The Oakfield pensioner is living proof that age is no barrier in the pursuit of education by achieving top marks in his City & Guilds examinations.

Liam, who turns 90 next summer, has just received confirmation that he has secured credits in various computer-related skills including proficiency in using the internet, e-mail and word processing.

Liam, who left school at 14, achieved his City & Guilds success after attending classes at the North West Regional College (NWRC) - or, as Liam refers to it, the ‘Tech’.

Liam - who’s planning to resume his studies at the NWRC in the New Year - has experienced more of life than most of us can imagine.

From working in a shirt factory to pulling pints in the Don Bar, Liam has seen many changes in Derry over the years.

Born in 1922 - the seventh of 16 children - Liam is a native of Howard Street in the old Long Tower district of the city.

“I left school when I was 14 and moved on to the local Tech,” he recalled.

“My mother was always insistent that we were well educated and, even after I started work in a shirt factory, she made me take night classes.

“At night time, my mother would make all the children sit around the table together and the older ones would have to help the younger ones with their homework.”

After years working in the Derry rag trade, Liam - a proud father of six children, 12 grandchildren and two great-grandchildren - decided to start up his own family business.

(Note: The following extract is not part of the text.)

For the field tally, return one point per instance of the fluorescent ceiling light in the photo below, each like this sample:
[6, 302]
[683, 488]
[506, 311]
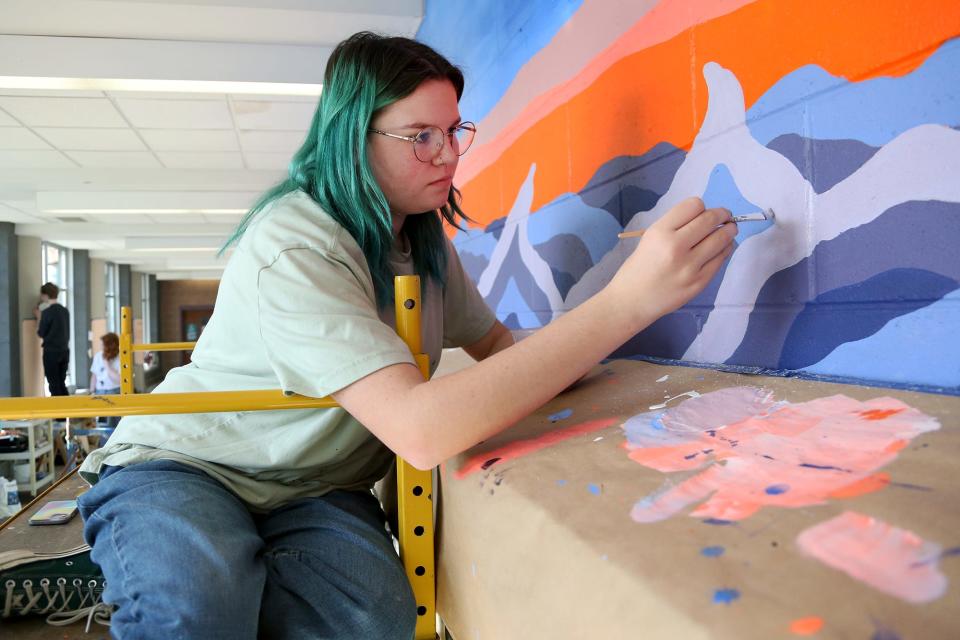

The Strelma Factory on Abercorn Road was a small but, in its heyday, a thriving operation, with around 60 staff and 20 outworkers.

The business operated for 25 years but, eventually, was forced to close as a result of cheap foreign imports.

Liam, of course, is synonymous with the Don Bar on Creggan Hill, working as a barman in the famous pub for more than 20 years.

Once asked why he was still working in the ‘Don’ aged 80, Liam replied: “To me, working in the bar is not just a way to pass time - I love the buzz of the place.”

The 89-year-old is now looking forward to the New Year and having a look at the NWRC’s prospectus to see if there are any courses that tickle his fancy.

“I think it’s important to keep the mind active,” he says. “I just enjoy learning new things.”